Jayne Sharp of Knoxville, Tennessee, claims she almost lost an arm after contracting a "carnivorous" bacterium in her local nail salon. She told a local TV station that she had undergone several operations that removed large pieces of tissue from one of her hands that had been destroyed due to the infection. According to her, she first noticed symptoms months ago after getting a cut on her right thumb during a manicure in a nail salon.
Swelling on the thumb spread to the arm
According to a Fox News report, the woman told WBIR-TV that she had contracted the injury while visiting a local nail salon, but was immediately using her cell phone again. But then her thumb started to pound and she got so sick that she had trouble sleeping that night.
The next day, she went to the interdisciplinary Summit Medical Group doctor's office in Knoxville to be examined for a suspected flu. However, it was found there that she was not suffering from influenza.
However, an unusually severe swelling was noticed on her thumb. The patient was asked to monitor the site, especially if the swelling worsened. When Ms. Sharp called over the phone that the swelling had spread to her right arm and a red rash had formed, she was told to go to the emergency room the next day.
"She could have lost her finger or arm if she had not been properly diagnosed," said the attending doctor, Dr. Udit Chaudhuri, internist at Summit Medical Group, told WBIR. The patient had contracted a dangerous bacterial infection known as "necrotizing fasciitis".
Disease can be life threatening
According to the British National Heatlh Service (NHS), necrotizing fasciitis is a rare but serious bacterial infection that affects the tissue under the skin and the surrounding muscles and organs (fascia). The infectious disease often begins with non-specific symptoms such as local pain and fever. The affected areas swell within a few days, the skin above the focus of infection initially becoming bluish-red and then bluish-gray.
"It is sometimes referred to as a" carnivorous disease "even though the bacteria it causes do not" eat "meat - they release toxins that damage nearby tissues," the NHS experts write. "Necrotizing fasciitis can result from a relatively small injury, such as a small incision, but worsens very quickly and can be life-threatening if it is not recognized and treated early," the NHS continues.
Particularly at risk as a diabetic
The Knoxville patient was particularly at risk: "Sharp is a diabetic, which makes her more vulnerable," said Dr. Chaudhuri.

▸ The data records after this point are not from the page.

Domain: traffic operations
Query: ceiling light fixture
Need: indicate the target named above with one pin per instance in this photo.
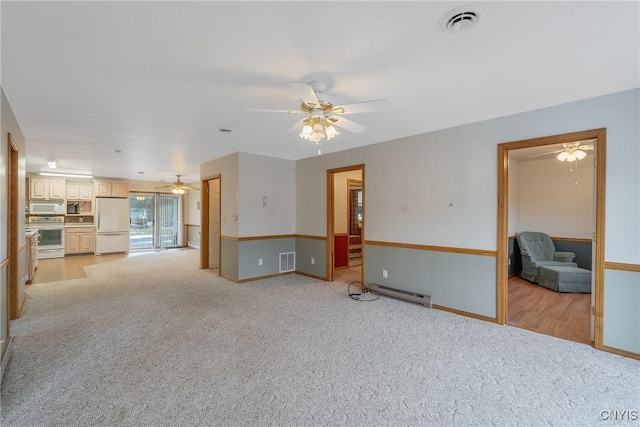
(65, 175)
(571, 154)
(316, 128)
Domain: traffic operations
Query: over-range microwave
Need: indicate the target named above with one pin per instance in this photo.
(46, 208)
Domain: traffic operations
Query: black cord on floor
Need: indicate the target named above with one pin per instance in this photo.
(363, 294)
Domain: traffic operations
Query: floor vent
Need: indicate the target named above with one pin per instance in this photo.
(287, 261)
(424, 300)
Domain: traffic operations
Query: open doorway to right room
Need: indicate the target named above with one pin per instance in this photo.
(551, 191)
(546, 190)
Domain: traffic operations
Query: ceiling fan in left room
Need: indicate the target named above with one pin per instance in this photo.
(178, 187)
(322, 114)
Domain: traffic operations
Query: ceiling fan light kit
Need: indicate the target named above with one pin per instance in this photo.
(573, 152)
(323, 115)
(179, 187)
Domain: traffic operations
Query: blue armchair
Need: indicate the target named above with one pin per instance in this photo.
(537, 250)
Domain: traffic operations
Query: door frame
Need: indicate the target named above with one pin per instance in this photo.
(13, 302)
(331, 217)
(502, 294)
(204, 221)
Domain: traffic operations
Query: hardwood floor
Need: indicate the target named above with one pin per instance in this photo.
(562, 315)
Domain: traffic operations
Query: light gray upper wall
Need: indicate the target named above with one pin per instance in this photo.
(440, 188)
(192, 200)
(554, 197)
(9, 124)
(228, 169)
(514, 197)
(273, 178)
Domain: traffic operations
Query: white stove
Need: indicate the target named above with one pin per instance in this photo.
(50, 235)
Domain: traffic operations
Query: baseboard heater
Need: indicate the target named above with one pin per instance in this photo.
(424, 300)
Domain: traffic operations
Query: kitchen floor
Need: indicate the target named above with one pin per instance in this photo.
(71, 267)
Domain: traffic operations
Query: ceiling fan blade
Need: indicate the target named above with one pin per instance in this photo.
(363, 107)
(267, 110)
(306, 93)
(347, 124)
(546, 153)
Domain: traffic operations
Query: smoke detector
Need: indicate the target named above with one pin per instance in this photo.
(460, 19)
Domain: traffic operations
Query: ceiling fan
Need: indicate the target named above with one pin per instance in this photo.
(321, 114)
(570, 152)
(178, 187)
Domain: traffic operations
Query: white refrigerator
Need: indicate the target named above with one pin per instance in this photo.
(112, 225)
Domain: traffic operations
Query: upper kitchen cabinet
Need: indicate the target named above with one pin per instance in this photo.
(111, 188)
(47, 188)
(79, 191)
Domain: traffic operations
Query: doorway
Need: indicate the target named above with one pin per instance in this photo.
(154, 221)
(345, 223)
(599, 138)
(210, 223)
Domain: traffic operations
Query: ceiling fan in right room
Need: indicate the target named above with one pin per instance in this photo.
(178, 187)
(571, 151)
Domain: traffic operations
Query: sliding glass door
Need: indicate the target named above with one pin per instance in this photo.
(169, 220)
(141, 221)
(155, 220)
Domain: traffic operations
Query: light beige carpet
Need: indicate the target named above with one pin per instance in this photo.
(154, 341)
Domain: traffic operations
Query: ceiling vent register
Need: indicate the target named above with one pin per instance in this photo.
(460, 19)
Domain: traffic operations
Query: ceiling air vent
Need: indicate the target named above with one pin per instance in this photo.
(460, 19)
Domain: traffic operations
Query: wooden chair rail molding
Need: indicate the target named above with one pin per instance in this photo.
(465, 251)
(621, 266)
(310, 237)
(277, 236)
(565, 239)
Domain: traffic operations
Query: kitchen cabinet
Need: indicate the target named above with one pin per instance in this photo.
(47, 189)
(79, 192)
(79, 240)
(111, 188)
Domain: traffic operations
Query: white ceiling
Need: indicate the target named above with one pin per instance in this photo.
(156, 79)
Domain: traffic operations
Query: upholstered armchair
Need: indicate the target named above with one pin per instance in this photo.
(537, 251)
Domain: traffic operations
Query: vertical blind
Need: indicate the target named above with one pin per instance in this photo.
(169, 211)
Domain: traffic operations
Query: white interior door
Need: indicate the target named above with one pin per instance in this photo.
(214, 223)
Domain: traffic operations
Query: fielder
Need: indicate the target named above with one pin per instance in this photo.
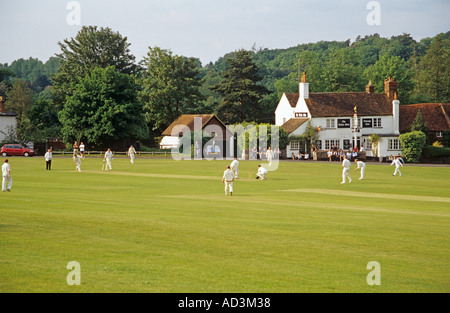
(77, 159)
(131, 153)
(346, 171)
(7, 178)
(235, 168)
(361, 166)
(397, 164)
(262, 172)
(108, 157)
(227, 179)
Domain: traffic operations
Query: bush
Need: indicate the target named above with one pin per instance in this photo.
(431, 152)
(413, 144)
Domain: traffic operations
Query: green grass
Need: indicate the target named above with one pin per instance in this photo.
(166, 226)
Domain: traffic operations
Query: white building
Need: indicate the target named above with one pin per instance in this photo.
(334, 115)
(8, 121)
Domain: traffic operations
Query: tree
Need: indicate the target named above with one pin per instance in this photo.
(413, 144)
(240, 90)
(395, 67)
(92, 47)
(103, 109)
(433, 72)
(170, 87)
(19, 99)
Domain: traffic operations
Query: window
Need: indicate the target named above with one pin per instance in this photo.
(319, 144)
(377, 122)
(329, 143)
(367, 144)
(394, 144)
(330, 123)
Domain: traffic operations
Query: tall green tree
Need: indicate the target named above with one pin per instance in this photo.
(103, 109)
(92, 47)
(170, 87)
(433, 72)
(240, 90)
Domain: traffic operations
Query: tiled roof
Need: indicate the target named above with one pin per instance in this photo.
(293, 124)
(188, 120)
(336, 104)
(435, 115)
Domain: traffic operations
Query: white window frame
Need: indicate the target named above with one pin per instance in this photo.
(330, 123)
(394, 144)
(330, 142)
(376, 123)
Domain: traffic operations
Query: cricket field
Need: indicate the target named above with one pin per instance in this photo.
(166, 226)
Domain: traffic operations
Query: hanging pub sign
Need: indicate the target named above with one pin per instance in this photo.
(344, 123)
(367, 122)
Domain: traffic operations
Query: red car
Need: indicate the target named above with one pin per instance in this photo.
(16, 149)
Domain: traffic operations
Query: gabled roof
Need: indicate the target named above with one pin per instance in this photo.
(435, 115)
(293, 124)
(188, 120)
(336, 104)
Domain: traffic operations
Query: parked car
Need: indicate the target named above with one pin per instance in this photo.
(16, 149)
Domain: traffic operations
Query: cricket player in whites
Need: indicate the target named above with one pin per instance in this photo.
(361, 166)
(235, 168)
(397, 164)
(7, 178)
(227, 179)
(131, 153)
(108, 157)
(346, 171)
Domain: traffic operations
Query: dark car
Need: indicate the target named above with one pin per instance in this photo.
(16, 149)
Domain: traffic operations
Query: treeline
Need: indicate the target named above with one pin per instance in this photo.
(94, 89)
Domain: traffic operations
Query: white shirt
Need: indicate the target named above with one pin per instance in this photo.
(6, 169)
(228, 175)
(108, 155)
(346, 164)
(48, 156)
(262, 171)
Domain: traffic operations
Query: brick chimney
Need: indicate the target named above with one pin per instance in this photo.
(390, 89)
(370, 88)
(2, 105)
(304, 88)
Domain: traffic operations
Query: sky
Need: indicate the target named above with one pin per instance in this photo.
(208, 29)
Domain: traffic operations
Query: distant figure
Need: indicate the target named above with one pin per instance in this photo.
(235, 168)
(262, 172)
(397, 164)
(82, 148)
(108, 158)
(7, 178)
(227, 179)
(361, 166)
(77, 160)
(48, 160)
(346, 171)
(131, 153)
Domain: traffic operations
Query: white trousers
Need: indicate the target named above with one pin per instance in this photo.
(7, 180)
(228, 187)
(397, 170)
(346, 173)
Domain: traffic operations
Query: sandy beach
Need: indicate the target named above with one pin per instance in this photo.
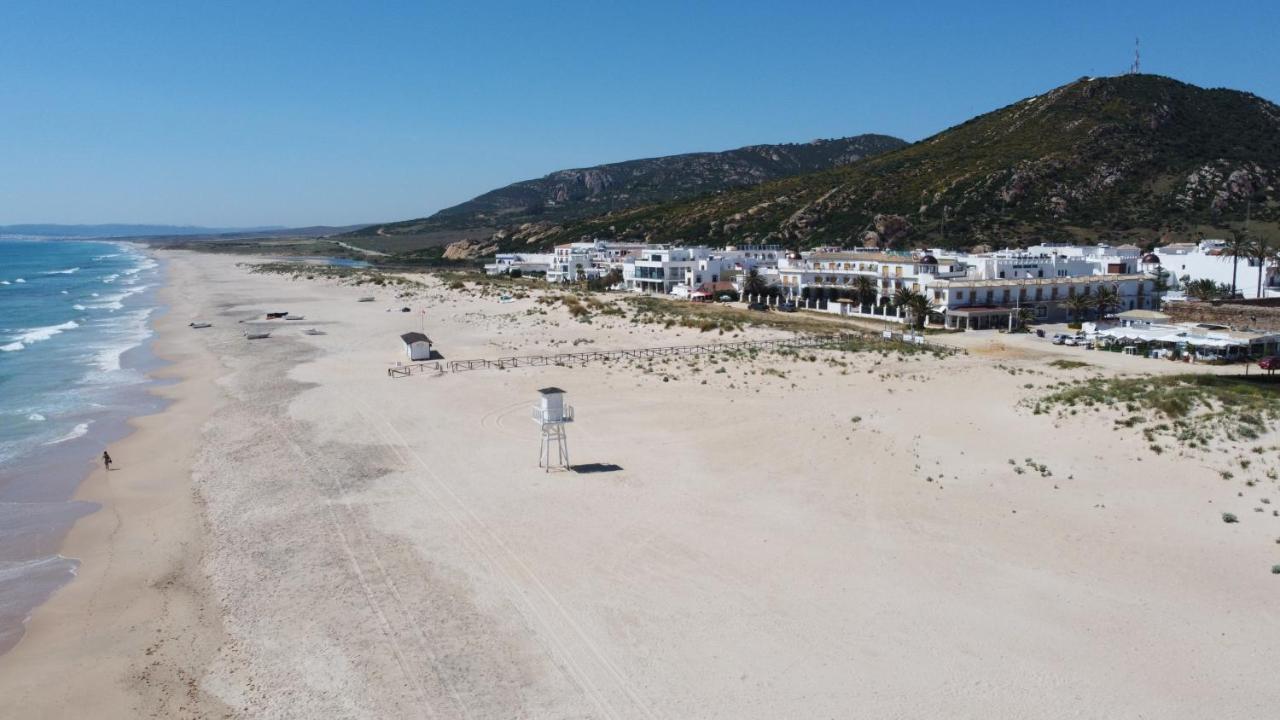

The patient told the TV station that she was slowly regaining the feeling in her right hand after the surgery, but was still having problems using floss, for example. "My life changed completely when it happened to me," she said.
A manager of the nail salon concerned informed WBIR-TV that the company had passed a state inspection several days after Sharp's report that it had been infected with carnivorous bacteria. He said the company cleaned the tools in accordance with legal requirements. (ad)
Author and source information
This text corresponds to the specifications of the medical literature, medical guidelines and current studies and has been checked by medical doctors.